Today we look more in detail about storage types namely FSx and EFS offered by AWS, their comparison i.e. Amazon FSx vs EFS understanding the key differences and use cases.
What is Amazon FSx?
Amazon FSx allows the launch of file systems in the cloud, and supports options such as NetApp ONTAP, OpenZFS, Windows File Server, and Lustre. It is a high performance storage solution with cost savings. It is ideal for machine learning, high performance computing and video processing.
Amazon FSx in windows is a fully managed file storage service with compatibility to SMB protocol used in windows-based applications. For NetApp ONTAP it offers high performance file storage accessible via Linux, Windows, and MacOS compute instances supported with protocols such as NFS, SMB, and iSCSI. Its OpenZFS service is accessible via instances or containers via the NFS protocol.
What is Amazon EFS?
Amazon EFS is an Auto Scalable – Elastic File System which is ideally suited for applications with high workloads which requires a scalable storage and fast output and if workload decreases so as the storage capacity is brought down. EFS can be mounted on AWS services such as EC2 and access it from virtual machines. Ideal use cases for EFS are shared volumes like NAS devices, big data analysis, and any scalable workload.

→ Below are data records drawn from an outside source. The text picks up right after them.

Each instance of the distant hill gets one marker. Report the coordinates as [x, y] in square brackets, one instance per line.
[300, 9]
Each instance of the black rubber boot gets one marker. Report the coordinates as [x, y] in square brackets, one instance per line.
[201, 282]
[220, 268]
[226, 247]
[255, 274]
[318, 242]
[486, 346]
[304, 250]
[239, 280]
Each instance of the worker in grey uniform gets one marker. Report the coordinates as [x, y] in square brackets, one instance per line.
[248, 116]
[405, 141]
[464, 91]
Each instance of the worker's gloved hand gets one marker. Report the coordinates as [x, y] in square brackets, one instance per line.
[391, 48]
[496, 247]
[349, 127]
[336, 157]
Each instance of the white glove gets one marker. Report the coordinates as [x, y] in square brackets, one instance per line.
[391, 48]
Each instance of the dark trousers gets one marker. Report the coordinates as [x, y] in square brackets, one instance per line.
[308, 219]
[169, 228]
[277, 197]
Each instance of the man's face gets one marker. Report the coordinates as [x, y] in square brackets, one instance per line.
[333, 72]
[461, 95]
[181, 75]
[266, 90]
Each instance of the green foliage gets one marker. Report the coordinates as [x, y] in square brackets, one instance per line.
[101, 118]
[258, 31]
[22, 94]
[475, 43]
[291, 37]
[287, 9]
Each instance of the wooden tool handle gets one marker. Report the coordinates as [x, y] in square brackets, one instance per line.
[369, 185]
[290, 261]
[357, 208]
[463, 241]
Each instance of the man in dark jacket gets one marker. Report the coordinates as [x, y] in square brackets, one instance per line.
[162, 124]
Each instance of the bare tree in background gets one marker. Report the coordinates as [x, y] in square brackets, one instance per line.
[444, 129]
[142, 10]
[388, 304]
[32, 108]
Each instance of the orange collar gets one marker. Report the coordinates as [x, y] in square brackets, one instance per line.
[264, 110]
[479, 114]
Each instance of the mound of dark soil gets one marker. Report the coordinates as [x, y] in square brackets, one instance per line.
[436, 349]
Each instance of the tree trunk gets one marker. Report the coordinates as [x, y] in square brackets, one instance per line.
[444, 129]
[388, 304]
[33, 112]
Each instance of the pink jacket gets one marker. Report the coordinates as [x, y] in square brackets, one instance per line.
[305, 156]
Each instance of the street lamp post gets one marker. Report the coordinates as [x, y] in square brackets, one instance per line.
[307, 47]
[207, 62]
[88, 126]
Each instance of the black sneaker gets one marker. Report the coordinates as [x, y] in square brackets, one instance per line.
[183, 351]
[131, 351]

Secure access is provided using AWS Identity and Access Management (IAM), Amazon Virtual Private Cloud (Amazon VPC). With EFS you pay only for the storage you use so it is a cost-effective solution to manage storage needs.
Key Differences: Amazon FSx vs EFS
The key differences between the two are:
Amazon FSx for Windows is accessible via windows, Linux and MacOS compute instances and devices. Amazon FSx for Lustre is used only by Linux based instances. AWS EFS is accessible via EC2 machines and can be mounted on AWS services.
FSx has elastic network interface. While, EFS has web and file system interface.
FSx is a file type storage. On the other hand, EFS is an object type storage.
In FSx, the storage capacity needs to be increased manually and only every six hours you can do so. EFS automatically scales in storage to handle petabytes of data.
FSx windows can be deployed in multiple AZs or a single AZ. Multi-AZ provides automatic failovers. FSx for Lustre has two deployment options – scratch file systems data is not replicated hence it is not available if server fails whereas persistent file systems data is auto replicated within AZ which is associated with file system. EFS file system object of standard storage is stored redundantly across multiple AZs.
FSx has low transfer rates and EFS is faster.
Common use cases for FSx for Windows are CRM, ERP, custom or .NET applications, home directories, data analytics, media and entertainment workflows, software build environments and Microsoft SQL server. And the common use cases for FSx for Lustre are machine learning, high performance computing (HPC), video processing, financial modelling, genome sequencing and electronic design automation (EDA)
On the other hand, EFS is ideal for applications that require scalability and faster output and sharable workloads such as EC2 instances. Additionally, Big data and analytics workloads, media processing workflows, content management, web servicing and home directories are also the common use cases of EFS.
FSx for Windows encrypted file system data and backups at rest using keys managed via AWS KMS. Data in motion uses SMB Kerberos session keys for encryption. FSx for Lustre encrypts file system data and backups at rest using keys managed via AWS KMS and encrypts data in motion when accessed from EC2 supported instances.
EFS gives the ability to encrypt data at rest and in motion. Data at Rest is encrypted using AWS KMS and for data in motion encryption TLS 1.2 is used.